The greenest office building ever

There are a lot of things that people and business owners can do to make the buildings they live and work in more environmentally friendly. When I was young, teachers taught us to recycle the paper we used in class, and that's now a ubiquitous baseline standard.

Last weekend I went to a retreat where every building was made out of reclaimed materials and the compost was used to fertilize the garden in the back and we washed our meal down with harvested rainwater. That's a much more intricate system that brings together a lot of the refined techniques around at present. When I got back to my apartment, I tossed my food scraps into our compost bin that the city picks up. In an urban setting, that's doing pretty well.

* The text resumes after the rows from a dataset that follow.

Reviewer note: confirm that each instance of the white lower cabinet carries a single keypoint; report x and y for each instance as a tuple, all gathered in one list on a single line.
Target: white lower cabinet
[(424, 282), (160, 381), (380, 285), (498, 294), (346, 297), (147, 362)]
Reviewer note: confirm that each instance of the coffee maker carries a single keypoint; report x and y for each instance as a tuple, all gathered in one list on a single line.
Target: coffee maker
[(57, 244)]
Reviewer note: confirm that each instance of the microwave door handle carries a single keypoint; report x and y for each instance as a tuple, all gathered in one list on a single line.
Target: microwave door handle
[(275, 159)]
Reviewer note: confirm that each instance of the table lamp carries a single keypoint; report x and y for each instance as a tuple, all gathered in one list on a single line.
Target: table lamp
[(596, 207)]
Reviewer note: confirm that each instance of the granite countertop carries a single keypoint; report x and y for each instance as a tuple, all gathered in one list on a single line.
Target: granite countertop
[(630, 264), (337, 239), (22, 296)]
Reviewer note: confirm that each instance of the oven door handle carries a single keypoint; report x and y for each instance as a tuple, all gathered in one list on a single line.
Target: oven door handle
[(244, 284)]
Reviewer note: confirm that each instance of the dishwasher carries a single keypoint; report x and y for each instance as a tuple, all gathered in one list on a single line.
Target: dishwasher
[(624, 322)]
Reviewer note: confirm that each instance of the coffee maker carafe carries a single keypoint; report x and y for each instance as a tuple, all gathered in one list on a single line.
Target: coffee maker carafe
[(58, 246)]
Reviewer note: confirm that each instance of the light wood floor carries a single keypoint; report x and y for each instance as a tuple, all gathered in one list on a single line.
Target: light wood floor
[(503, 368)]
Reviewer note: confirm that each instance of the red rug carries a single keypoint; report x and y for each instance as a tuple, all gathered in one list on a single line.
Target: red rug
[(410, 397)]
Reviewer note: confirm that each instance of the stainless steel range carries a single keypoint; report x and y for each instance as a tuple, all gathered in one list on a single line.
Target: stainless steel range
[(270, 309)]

But what if an office building were to go all the way? What if a new building in a progressive city were to take everything we know about environmentally friendly urban living and create a brand new building out of it that was not a conceptual model but a real, functioning office building.

Seattle is doing it.

As Adele Peters reports in GOOD, the new Bullitt Center in Seattle is a six-story office building that goes well beyond the baseline LEED certification. It's solar powered, harvests enough rainwater to supply the building throughout a 100-day drought, uses the most sustainable building materials available while avoiding all chemicals and does everything it can to meet the LIVING BUILDING CHALLENGE.

As you would expect, the creators of this building are hoping to serve as an example for other construction.

As they say:

"The goal of the Bullitt Center is to change the way buildings are designed, built, and operated to improve long-term environmental performance and promote broader implementation of energy efficiency, renewable energy and other green building technologies in the Northwest." Way to plant the seed.